Sanjay Joshi has criticised Rahul Gandhi for his remarks against revocation of Article 370 at multiple forums including the Jan Ashirwad rally in Kaithal on 2 September 2019. He praised the bold step taken by the BJP government at the centre of revoking Article 370 of the Indian Constitution while lashed out at Congress Leaders, who criticised the move.

===Ram Temple ruling===

In anticipation of the Supreme Court ruling on Ram Temple, on 16 October 2019, Sanjay Joshi expressed displeasure that Babri Action Committee could not settle the issue out of court and that the matter should not have reached the Hon'ble Supreme court.
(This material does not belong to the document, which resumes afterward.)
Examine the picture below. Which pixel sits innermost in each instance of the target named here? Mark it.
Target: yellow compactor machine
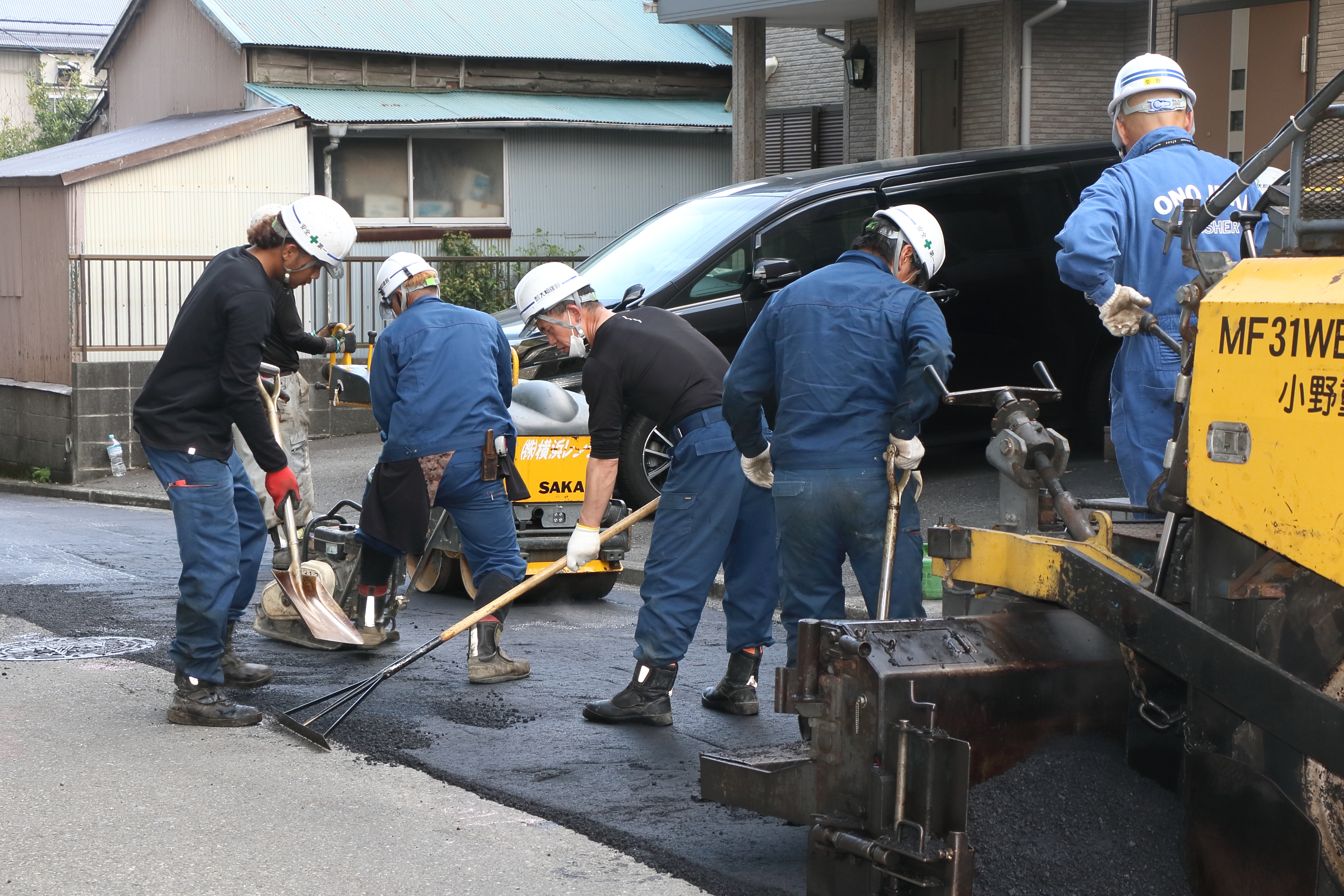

Sanjay Joshi expressed that people have faith in the highest court of justice and that the common man's emotions shall be taken care of, in the final judgement on Ram Temple.
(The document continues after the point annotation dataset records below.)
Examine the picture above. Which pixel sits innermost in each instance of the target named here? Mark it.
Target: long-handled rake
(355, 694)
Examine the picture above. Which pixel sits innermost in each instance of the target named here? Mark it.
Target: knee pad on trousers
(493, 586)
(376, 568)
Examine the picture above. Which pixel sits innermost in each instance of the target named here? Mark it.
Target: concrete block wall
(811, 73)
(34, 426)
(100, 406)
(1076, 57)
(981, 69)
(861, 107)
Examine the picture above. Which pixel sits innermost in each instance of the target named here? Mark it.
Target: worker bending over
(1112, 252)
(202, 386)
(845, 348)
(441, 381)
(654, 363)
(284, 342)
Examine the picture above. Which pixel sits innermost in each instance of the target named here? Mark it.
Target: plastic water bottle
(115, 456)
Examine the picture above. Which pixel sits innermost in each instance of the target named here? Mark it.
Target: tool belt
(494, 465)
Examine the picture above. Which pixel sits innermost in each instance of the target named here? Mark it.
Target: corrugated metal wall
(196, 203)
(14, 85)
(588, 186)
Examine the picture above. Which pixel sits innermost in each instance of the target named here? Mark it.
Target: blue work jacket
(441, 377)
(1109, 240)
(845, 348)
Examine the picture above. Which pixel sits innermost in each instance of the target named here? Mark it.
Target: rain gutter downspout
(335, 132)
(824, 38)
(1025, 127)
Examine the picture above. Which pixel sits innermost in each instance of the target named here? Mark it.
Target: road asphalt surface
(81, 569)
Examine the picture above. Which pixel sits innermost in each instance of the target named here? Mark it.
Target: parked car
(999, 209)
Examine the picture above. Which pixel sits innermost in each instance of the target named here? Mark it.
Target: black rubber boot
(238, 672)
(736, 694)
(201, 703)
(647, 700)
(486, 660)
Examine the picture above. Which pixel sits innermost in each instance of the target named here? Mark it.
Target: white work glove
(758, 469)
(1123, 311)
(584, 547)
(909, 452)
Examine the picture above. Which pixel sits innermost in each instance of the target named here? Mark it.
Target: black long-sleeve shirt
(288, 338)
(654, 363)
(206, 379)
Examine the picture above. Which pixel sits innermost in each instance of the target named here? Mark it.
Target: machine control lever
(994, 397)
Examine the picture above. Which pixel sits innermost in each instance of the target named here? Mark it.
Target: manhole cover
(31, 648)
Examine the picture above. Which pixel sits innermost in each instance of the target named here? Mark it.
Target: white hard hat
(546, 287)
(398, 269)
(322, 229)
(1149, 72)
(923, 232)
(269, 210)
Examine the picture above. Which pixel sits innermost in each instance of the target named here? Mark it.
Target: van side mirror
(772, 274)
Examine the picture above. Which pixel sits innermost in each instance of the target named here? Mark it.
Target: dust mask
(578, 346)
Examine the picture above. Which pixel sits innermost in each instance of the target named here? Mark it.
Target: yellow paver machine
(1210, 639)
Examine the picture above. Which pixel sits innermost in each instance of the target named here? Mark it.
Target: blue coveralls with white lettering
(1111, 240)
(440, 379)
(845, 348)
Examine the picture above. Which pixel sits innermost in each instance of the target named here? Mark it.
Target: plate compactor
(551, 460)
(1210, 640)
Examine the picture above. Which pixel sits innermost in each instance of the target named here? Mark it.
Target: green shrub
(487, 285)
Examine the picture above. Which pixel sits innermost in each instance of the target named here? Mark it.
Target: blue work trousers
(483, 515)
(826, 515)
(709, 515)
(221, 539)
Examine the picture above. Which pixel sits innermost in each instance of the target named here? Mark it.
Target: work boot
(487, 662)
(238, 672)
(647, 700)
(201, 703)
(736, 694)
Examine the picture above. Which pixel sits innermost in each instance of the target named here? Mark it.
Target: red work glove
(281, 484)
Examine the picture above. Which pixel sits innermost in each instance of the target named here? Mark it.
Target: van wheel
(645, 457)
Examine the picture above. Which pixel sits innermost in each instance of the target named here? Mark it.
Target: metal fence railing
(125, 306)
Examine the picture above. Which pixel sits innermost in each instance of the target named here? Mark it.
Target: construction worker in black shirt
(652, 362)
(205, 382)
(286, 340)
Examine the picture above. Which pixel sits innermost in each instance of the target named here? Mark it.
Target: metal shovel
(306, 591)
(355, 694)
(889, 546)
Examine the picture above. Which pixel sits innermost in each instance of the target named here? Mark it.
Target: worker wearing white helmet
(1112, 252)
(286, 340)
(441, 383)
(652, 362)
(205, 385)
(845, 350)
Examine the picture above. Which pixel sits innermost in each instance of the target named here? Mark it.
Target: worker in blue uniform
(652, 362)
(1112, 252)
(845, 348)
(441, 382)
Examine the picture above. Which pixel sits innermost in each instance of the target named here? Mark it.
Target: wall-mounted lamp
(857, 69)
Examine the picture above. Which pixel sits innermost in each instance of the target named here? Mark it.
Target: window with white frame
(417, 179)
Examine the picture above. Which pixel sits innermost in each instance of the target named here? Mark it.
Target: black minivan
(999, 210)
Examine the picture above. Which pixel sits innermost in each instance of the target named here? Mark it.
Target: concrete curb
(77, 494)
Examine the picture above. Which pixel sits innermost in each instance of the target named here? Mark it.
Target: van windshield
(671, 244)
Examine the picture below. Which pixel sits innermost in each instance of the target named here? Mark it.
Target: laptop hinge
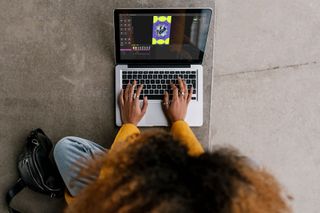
(159, 65)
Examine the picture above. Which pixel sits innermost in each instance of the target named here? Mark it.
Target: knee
(62, 148)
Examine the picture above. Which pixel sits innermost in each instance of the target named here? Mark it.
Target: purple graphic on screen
(161, 30)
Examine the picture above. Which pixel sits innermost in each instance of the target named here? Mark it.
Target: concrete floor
(56, 63)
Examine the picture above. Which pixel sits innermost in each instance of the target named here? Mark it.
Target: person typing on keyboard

===Citizenship Amendment Act===

Mr Joshi applauded the BJP in government bill for Citizenship Amendment Act and praised the Parliament for its smooth passage in both Houses of Parliament on 23rd Dec 2019. According to the Bill, members of the Hindu, Christian, Sikh, Buddhist and Zoroastrian communities who have come from Pakistan, Afghanistan, and Bangladesh till December 31, 2014 and facing religious persecution there will not be treated as illegal immigrants but given Indian citizenship. It also relaxes the provisions for "Citizenship by naturalisation". The law reduces duration of residency from existing 11 years to just five years for people belonging to the same six religions and three countries.
In his opinion, CAA will provide much needed relief to 6 communities who have faced religious persecution in the 3 Islamic nations. The Act shall enable the 6 religious communities to lead a life of dignity in India as Indian citizens.